DeepSeek V4 Paper Exposes FP4 Quantization Breakthrough for Trillion-Parameter MoE Architecture
DeepSeek has released the full technical paper for its V4 model, expanding on an earlier 58-page preview with substantial additional technical depth. The document outlines how the team achieved FP4 quantization-aware training (QAT) directly in late-stage training—a departure from conventional approaches that typically reserve quantization for post-training. The implementation quantizes Mixture-of-Experts (MoE) expert weights to FP4, targeting the main GPU memory consumer, while the QK path in the CSA indexer operates on FP4 activations. The result: a reported 2x speedup on QK selector operations while preserving 99.7% recall, with inference running natively on FP4 weights.
The efficiency gains are significant.

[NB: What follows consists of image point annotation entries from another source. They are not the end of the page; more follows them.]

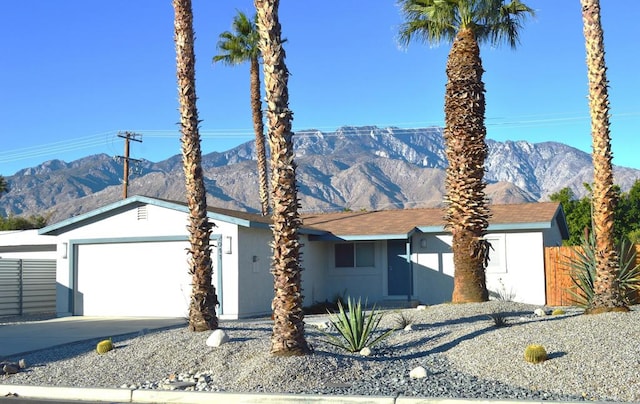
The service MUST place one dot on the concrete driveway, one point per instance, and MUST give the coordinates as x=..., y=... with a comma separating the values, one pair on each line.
x=25, y=337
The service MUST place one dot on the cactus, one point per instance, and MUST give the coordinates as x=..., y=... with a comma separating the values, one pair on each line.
x=535, y=354
x=104, y=346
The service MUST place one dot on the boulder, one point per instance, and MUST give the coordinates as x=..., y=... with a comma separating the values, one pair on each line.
x=418, y=373
x=217, y=338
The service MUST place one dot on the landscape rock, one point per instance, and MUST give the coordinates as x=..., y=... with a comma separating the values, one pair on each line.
x=539, y=312
x=418, y=373
x=217, y=338
x=11, y=368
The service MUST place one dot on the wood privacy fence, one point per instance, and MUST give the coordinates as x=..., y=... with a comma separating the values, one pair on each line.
x=557, y=273
x=27, y=286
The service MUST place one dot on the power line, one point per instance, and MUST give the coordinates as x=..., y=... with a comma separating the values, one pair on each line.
x=106, y=138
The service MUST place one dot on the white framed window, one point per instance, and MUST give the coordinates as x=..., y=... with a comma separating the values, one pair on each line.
x=354, y=255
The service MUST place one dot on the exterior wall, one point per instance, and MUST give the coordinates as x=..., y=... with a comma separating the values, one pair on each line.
x=315, y=264
x=27, y=244
x=125, y=227
x=516, y=268
x=254, y=280
x=432, y=268
x=367, y=283
x=552, y=237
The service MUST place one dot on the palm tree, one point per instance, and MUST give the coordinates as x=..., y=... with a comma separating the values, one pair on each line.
x=202, y=307
x=288, y=328
x=465, y=23
x=4, y=187
x=238, y=47
x=607, y=292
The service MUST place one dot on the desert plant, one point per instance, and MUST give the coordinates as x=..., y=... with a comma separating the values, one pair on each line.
x=583, y=272
x=535, y=353
x=499, y=319
x=104, y=346
x=356, y=330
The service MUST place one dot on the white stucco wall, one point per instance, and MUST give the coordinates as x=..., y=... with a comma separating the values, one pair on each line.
x=516, y=268
x=255, y=281
x=113, y=232
x=315, y=264
x=366, y=283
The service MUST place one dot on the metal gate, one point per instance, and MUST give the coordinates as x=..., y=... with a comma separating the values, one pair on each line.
x=27, y=286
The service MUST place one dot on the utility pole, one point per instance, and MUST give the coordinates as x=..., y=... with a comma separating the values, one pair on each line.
x=127, y=136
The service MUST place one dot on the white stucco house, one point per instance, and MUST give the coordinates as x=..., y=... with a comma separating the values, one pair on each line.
x=129, y=258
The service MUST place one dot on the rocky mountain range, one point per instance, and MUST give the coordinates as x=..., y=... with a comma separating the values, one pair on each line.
x=351, y=168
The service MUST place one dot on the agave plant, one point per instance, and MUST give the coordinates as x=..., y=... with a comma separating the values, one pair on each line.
x=356, y=330
x=583, y=272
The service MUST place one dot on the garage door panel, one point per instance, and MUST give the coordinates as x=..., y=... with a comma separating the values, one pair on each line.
x=133, y=279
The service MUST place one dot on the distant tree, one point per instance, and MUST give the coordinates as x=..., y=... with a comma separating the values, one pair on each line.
x=606, y=288
x=467, y=24
x=202, y=307
x=288, y=318
x=235, y=48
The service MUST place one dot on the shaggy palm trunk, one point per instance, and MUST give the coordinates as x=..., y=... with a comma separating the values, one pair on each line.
x=258, y=128
x=288, y=328
x=606, y=289
x=202, y=307
x=467, y=211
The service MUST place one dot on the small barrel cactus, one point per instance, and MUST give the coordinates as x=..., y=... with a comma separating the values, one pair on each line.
x=535, y=354
x=104, y=346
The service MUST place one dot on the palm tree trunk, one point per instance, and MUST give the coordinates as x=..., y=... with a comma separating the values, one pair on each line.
x=202, y=308
x=258, y=128
x=607, y=292
x=467, y=211
x=288, y=328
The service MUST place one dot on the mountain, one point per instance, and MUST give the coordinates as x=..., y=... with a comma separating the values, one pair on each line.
x=353, y=167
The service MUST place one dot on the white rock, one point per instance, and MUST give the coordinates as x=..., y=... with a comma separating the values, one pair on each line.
x=217, y=338
x=418, y=373
x=539, y=312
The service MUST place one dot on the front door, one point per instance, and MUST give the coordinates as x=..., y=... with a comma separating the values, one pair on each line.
x=398, y=268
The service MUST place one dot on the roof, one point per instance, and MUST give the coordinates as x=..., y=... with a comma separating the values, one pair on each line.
x=244, y=219
x=403, y=222
x=382, y=224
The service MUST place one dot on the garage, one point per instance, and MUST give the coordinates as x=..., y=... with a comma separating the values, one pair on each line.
x=136, y=278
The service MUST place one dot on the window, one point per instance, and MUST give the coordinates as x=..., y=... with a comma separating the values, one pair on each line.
x=354, y=255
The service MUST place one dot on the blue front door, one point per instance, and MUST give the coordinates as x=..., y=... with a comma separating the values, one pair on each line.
x=398, y=268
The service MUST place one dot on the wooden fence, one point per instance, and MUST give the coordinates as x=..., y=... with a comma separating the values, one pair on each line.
x=557, y=273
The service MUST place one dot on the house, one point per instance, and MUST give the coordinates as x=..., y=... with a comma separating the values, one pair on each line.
x=129, y=258
x=406, y=254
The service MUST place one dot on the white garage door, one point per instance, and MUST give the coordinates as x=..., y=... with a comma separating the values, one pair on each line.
x=142, y=279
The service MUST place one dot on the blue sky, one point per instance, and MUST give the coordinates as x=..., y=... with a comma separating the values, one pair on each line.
x=76, y=72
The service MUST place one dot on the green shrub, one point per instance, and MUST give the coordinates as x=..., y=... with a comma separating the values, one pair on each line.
x=583, y=273
x=535, y=354
x=356, y=330
x=499, y=319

According to internal benchmarks, the V4-Pro variant achieves 27% of baseline FLOPs and 10% of baseline KV cache requirements for 1M context windows. The V4-Flash variant goes further, reaching just 10% of baseline FLOPs and 7% of baseline KV cache. These reductions address the core scaling bottleneck in large language model deployment, where memory bandwidth and cache size traditionally constrain inference throughput.
The paper also documents two mechanisms for maintaining training stability at trillion-parameter scale. Trillion-parameter MoE models face inherent risk of loss spikes and divergence during training. DeepSeek's first fix—anticipatory routing—involves deliberately desynchronizing main model and router parameter updates. At each training step, feature extraction uses the latest parameters while routing decisions rely on cached older weights. This architectural adjustment reduces the coupling between routing instability and model weight divergence. The full paper details a second stability mechanism that remains partially obscured in the source material, suggesting the release may invite further technical community analysis before the complete training methodology is publicly understood.